Не удостоив больше цербера ни словом, Тарарам на правах своего свернул налево и, мимо лестницы, ведущей в квартиру классика, а потом через комнату с роялем, служившую здешнему заведению кулуарами, прошёл в зал.
Там было темно и беспричинно тревожно – Егор ощутил в окружающем его пространстве едва ли не материальное сгущение чьих-то отделённых от сознания, подобно отброшенному шлейфу, волнений и чувств. Чьих? Теперь как будто бы уже и его собственных. Но это была какая-то бодрящая тревога, духоподъёмная, лихая, разгоняющая кровь, и заявляла она о себе так отчётливо, что щекотно шевелились на спине вдоль позвоночника волоски. Пошарив по стене рукой где-то справа от двери, Рома щёлкнул выключателями – раз и два. Свет нескольких софитов озарил черноту. Зал и впрямь был чёрен: стены, пол, узкий балкон вдоль задника сцены, радиаторы батарей, потолок, подвесная решётка-колосник из деревянных балок, на которой крепились софиты, – всё было чёрным. Похоже, замысливая этот монохромный дизайн, интерьерщик держал в уме глубоко вросшую в культурный обиход, прокоптелую, обнесённую бархатной сажей свидригайловскую баньку с пауками.
Тарарам целенаправленно прошёл в левый угол подразумеваемой сцены, задрал голову и, то отступая на шаг в ту или иную сторону, то приседая, то прикрывая глаза козырьком ладони, принялся что-то высматривать над головой.
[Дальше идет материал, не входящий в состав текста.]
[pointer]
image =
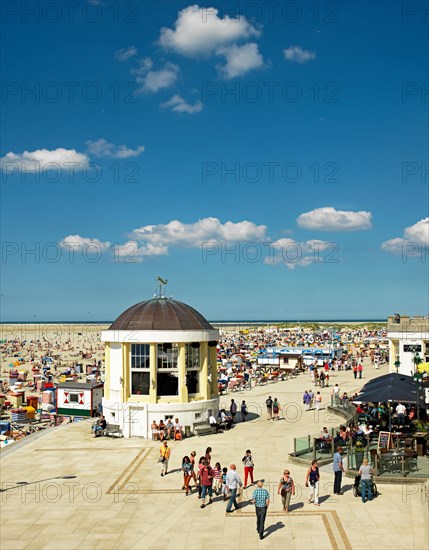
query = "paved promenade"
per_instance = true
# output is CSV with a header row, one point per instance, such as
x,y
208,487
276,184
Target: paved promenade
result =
x,y
65,489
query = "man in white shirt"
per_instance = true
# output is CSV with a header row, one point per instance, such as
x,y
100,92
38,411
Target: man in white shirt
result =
x,y
213,423
401,412
233,482
225,419
178,429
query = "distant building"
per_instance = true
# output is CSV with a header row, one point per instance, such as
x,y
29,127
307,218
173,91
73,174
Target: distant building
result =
x,y
160,362
78,399
408,336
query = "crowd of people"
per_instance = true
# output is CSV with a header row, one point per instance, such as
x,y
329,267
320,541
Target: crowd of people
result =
x,y
207,479
163,431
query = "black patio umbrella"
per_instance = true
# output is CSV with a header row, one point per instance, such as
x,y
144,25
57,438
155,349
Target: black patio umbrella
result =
x,y
399,380
389,392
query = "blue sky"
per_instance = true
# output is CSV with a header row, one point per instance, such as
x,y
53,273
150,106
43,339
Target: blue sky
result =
x,y
270,164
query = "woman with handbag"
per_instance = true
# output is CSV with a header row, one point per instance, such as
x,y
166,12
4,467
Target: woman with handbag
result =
x,y
312,478
164,455
286,489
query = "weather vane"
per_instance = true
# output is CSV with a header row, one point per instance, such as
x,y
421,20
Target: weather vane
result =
x,y
160,288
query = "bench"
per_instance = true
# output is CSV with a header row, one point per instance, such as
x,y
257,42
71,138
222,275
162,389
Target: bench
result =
x,y
112,430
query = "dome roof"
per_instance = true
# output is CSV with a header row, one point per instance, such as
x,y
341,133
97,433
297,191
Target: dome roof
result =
x,y
161,314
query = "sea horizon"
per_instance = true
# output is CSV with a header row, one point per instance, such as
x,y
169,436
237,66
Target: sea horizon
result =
x,y
214,321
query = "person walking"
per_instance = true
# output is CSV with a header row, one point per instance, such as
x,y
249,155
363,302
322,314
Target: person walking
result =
x,y
336,396
233,410
269,405
217,478
164,456
192,461
365,472
286,489
261,500
208,455
206,474
247,460
244,411
311,395
318,400
276,409
312,478
306,399
187,474
338,468
233,482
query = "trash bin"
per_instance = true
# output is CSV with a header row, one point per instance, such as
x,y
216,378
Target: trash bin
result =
x,y
421,443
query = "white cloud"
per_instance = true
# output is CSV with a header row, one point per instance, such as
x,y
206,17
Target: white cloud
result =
x,y
206,230
102,148
417,234
298,54
329,219
77,243
200,31
179,105
152,81
126,53
240,59
43,159
131,251
294,254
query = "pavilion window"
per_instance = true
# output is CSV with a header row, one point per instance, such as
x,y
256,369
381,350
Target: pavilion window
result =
x,y
140,371
193,368
167,371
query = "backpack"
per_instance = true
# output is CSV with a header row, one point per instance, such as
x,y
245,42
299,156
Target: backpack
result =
x,y
314,474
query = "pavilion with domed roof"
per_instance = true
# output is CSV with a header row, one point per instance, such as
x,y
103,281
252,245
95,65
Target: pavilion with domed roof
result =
x,y
160,358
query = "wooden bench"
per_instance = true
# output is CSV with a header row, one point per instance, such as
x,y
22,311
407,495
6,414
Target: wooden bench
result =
x,y
113,430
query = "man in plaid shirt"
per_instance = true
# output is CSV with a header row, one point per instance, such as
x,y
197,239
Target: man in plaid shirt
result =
x,y
261,500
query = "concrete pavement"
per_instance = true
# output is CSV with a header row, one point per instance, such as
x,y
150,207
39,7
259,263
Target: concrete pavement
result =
x,y
68,490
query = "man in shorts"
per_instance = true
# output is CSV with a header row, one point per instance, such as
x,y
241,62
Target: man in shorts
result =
x,y
269,405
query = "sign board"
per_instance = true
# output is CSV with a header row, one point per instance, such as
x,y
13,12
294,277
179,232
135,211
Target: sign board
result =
x,y
384,441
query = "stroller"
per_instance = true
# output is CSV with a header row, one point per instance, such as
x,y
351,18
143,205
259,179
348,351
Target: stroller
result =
x,y
357,488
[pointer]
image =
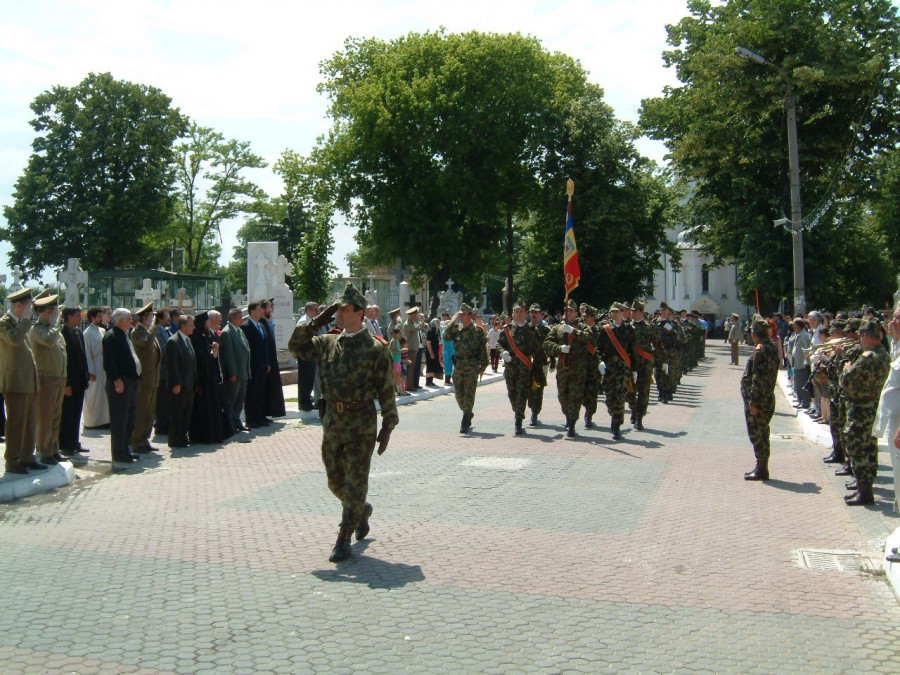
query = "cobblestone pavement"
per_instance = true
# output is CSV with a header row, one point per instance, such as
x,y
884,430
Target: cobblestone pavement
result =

– Отсюда и не видно совсем, – наконец сказал он. – Встань-ка у выключателей, а я на балкон поднимусь.
Скрывшись в боковой двери, через минуту Тарарам, с невесть откуда взявшимся фонариком в руках, появился на балконе.
– Гаси свет, – повелел он.
Егор послушно надавил на клавиши выключателей.
Если б не бледная полоска на полу, тянущаяся от приоткрытой двери в зал, ощущение слепоты было бы полным. С балкона в потолок косо ударил луч фонарика и заскользил по решётке из стомиллиметрового бруса, что-то нащупывая в её крупных чёрных ячейках.
– Ну, что там? – Егор по-прежнему не понимал, зачем темнила Тарарам привёл его сюда и что хочет ему здесь показать.
– Подойди-ка, встань под балконом, – зачем-то понизив голос, точно боясь спугнуть присевшую на цветок бабочку, сказал Рома.
Егор, испытывая внезапное волнение, медленно, с необъяснимой осмотрительностью двинулся в сторону светившего в потолок луча.
– Вот тут, подо мной встань… правее, – глухо командовал Тарарам. – Видишь?
Сначала Егор не понимал, куда именно смотреть, а главное – что следует в этом световом тоннеле увидеть, и вдруг, невзначай склонив голову, – увидел.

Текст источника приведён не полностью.